416.368.0700 anne@annefreed.com

The Six Process Options

Once the decision had been made to leave the marriage, there are Six Process Options to move you through separation and/or divorce. After Anne has reviewed the facts and your objectives with you, she discusses all your options with you in detail and makes her recommendations; however the decisions you make are always your choice.

To find out more, select an option below and click to expand.


Collaborative Process (also known as Collaborative Practice or Collaborative Law)

The two parties and their two lawyers work together as a 4-way team to resolve the issues.  While the collaborative process involves a team approach, Anne still considers herself her client’s advocate. In this process, the decisions remain in the hands of the parties.


The two parties sit down with a third party, the mediator, who facilitates the negotiation of an agreement that is fair to both.  Decisions are in the hands of the parties. In mediation, each party also needs their own lawyer to provide independent legal advice. When Anne acts as a mediator, Anne provides a great amount of legal information, which can save the parties significant costs to their lawyers.

Traditional Negotiation

Each party retains his/her own lawyer.  Negotiations are conducted through the lawyers to reach agreement.  Decisions are in the hands of the parties. In this process, Anne works to maximize a negotiation process that is cooperative and constructive.
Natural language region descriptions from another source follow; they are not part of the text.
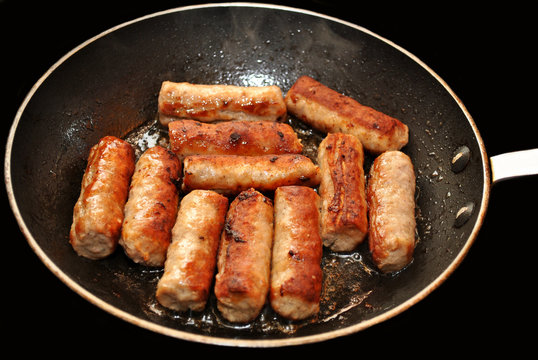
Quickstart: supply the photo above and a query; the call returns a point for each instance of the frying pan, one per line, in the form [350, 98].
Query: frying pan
[109, 85]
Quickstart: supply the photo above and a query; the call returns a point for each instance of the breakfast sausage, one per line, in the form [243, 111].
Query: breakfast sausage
[391, 202]
[329, 111]
[150, 211]
[296, 275]
[231, 174]
[98, 212]
[220, 102]
[344, 222]
[189, 137]
[192, 255]
[244, 258]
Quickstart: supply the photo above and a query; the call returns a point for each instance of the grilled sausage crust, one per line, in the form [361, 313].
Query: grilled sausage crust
[220, 102]
[329, 111]
[192, 255]
[231, 174]
[244, 258]
[391, 202]
[98, 212]
[344, 222]
[190, 137]
[150, 211]
[296, 275]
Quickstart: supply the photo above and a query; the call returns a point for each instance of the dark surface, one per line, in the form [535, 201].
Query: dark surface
[487, 295]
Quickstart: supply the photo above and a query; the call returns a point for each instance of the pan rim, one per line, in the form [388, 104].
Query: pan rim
[207, 339]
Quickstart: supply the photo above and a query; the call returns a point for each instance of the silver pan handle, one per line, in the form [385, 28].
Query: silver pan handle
[514, 164]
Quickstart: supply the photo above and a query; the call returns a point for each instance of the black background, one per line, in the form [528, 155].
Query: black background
[484, 53]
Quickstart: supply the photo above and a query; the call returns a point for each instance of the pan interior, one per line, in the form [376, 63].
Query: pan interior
[110, 85]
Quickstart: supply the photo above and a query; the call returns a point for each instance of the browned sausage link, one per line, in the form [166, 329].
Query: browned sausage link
[220, 102]
[244, 259]
[344, 221]
[192, 255]
[329, 111]
[231, 174]
[98, 212]
[391, 202]
[150, 211]
[296, 274]
[189, 137]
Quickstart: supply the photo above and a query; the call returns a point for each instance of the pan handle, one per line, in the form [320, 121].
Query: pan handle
[514, 164]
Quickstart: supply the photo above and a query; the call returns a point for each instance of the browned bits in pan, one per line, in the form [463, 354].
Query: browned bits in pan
[150, 211]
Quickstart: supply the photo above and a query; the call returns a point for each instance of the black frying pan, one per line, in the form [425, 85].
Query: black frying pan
[109, 86]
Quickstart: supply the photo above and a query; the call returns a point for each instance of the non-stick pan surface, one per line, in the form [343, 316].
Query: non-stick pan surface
[109, 86]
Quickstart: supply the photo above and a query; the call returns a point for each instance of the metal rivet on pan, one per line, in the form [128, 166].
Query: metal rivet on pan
[460, 159]
[464, 214]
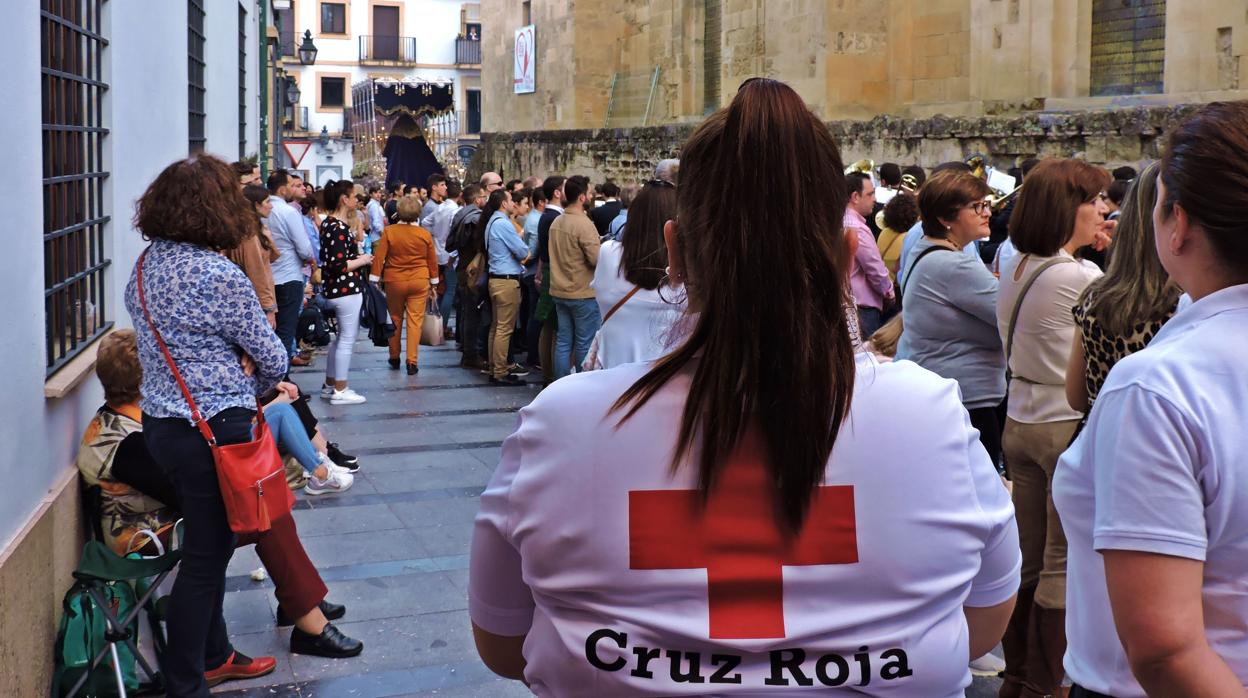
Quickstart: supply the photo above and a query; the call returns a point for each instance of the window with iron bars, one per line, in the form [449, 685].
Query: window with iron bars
[196, 114]
[75, 259]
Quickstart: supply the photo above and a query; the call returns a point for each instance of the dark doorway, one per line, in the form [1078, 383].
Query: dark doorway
[386, 33]
[473, 99]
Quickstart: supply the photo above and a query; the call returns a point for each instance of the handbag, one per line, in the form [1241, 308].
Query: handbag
[592, 361]
[251, 475]
[431, 329]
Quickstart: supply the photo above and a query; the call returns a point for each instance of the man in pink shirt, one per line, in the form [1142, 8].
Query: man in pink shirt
[869, 281]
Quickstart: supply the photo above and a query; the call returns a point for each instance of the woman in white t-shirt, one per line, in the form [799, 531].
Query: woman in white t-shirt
[1155, 491]
[1057, 211]
[733, 518]
[638, 316]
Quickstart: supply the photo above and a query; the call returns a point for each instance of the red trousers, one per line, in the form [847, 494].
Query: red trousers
[298, 586]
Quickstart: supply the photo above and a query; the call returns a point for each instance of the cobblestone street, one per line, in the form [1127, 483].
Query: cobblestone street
[394, 548]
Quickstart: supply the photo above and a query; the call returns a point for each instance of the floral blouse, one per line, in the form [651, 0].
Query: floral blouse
[338, 247]
[207, 312]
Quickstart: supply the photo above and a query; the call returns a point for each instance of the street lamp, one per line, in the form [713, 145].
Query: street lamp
[307, 49]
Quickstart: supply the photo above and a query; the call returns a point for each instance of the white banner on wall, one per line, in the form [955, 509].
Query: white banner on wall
[526, 61]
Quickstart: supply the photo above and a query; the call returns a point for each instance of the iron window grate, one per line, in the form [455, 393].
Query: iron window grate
[75, 261]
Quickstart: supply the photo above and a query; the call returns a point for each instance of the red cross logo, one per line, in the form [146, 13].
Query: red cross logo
[736, 540]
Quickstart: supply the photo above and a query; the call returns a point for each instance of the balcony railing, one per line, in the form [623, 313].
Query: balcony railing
[387, 50]
[468, 51]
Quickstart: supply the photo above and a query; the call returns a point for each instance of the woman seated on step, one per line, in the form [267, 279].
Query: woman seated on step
[136, 495]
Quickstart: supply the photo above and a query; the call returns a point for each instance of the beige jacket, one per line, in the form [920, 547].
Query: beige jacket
[573, 242]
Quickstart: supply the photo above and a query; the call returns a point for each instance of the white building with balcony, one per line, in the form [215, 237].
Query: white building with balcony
[358, 40]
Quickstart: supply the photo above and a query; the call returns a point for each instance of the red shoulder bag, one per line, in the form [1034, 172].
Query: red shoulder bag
[251, 475]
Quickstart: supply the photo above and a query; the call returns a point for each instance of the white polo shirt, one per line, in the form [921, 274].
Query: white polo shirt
[1161, 468]
[592, 547]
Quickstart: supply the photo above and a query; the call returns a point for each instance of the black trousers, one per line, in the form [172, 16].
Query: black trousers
[290, 304]
[197, 636]
[989, 421]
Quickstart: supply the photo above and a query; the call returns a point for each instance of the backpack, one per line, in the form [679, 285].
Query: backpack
[81, 636]
[312, 327]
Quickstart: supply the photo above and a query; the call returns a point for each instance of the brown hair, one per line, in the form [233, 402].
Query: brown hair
[942, 197]
[196, 200]
[1136, 287]
[409, 209]
[1043, 216]
[1206, 171]
[901, 212]
[768, 351]
[117, 367]
[644, 251]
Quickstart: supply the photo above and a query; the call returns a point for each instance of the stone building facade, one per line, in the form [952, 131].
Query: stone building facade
[618, 85]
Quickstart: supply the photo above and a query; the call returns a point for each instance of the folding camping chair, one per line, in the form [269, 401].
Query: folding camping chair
[99, 567]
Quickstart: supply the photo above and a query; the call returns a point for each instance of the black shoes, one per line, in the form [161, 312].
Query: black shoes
[345, 460]
[330, 643]
[332, 612]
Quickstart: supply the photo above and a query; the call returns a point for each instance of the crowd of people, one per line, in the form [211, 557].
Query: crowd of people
[779, 445]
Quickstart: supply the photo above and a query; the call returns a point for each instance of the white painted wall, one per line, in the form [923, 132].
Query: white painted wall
[146, 111]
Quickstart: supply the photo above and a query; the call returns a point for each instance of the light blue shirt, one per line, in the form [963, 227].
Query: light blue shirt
[531, 239]
[376, 220]
[291, 239]
[615, 229]
[907, 246]
[504, 246]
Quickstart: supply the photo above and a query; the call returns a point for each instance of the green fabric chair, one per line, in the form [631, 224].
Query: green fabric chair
[100, 566]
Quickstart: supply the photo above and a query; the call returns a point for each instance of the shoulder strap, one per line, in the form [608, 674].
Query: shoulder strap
[620, 304]
[1014, 314]
[919, 259]
[196, 417]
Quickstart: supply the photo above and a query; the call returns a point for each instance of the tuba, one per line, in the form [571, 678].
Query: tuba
[865, 166]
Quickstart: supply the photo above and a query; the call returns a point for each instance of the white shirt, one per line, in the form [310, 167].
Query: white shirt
[589, 545]
[438, 224]
[640, 329]
[1043, 335]
[1160, 468]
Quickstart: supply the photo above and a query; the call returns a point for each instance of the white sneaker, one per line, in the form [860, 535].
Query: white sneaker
[346, 397]
[335, 483]
[335, 467]
[987, 666]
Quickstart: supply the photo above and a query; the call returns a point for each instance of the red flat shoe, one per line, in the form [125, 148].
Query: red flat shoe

Court is an option if this process fails.

Mediation/Arbitration (Med/Arb)

Both parties agree to go to mediation. If they fail to reach agreement, the mediator becomes the arbitrator (i.e. changes hats), a hearing is held and the arbitrator decides on all the issues. Decisions are no longer in the hands of the parties.


Parties can decide on having their case dealt with through a hearing in front of an arbitrator. This is an adversarial process that employs lawyers from the Bar, such as Anne, rather than a judge. Decisions are in the hands of the arbitrator.


If any or all of the above processes fail, the parties can go to court and a judge decides on the terms of their separation.  This is the adversarial process. The decisions are in the hands of a third party: the judge or the arbitrator. NOTE THAT, in all processes outside of Court, CONFIDENTIALITY is preserved. In the court process, the client’s information including financial information can be accessed by the public through the court file.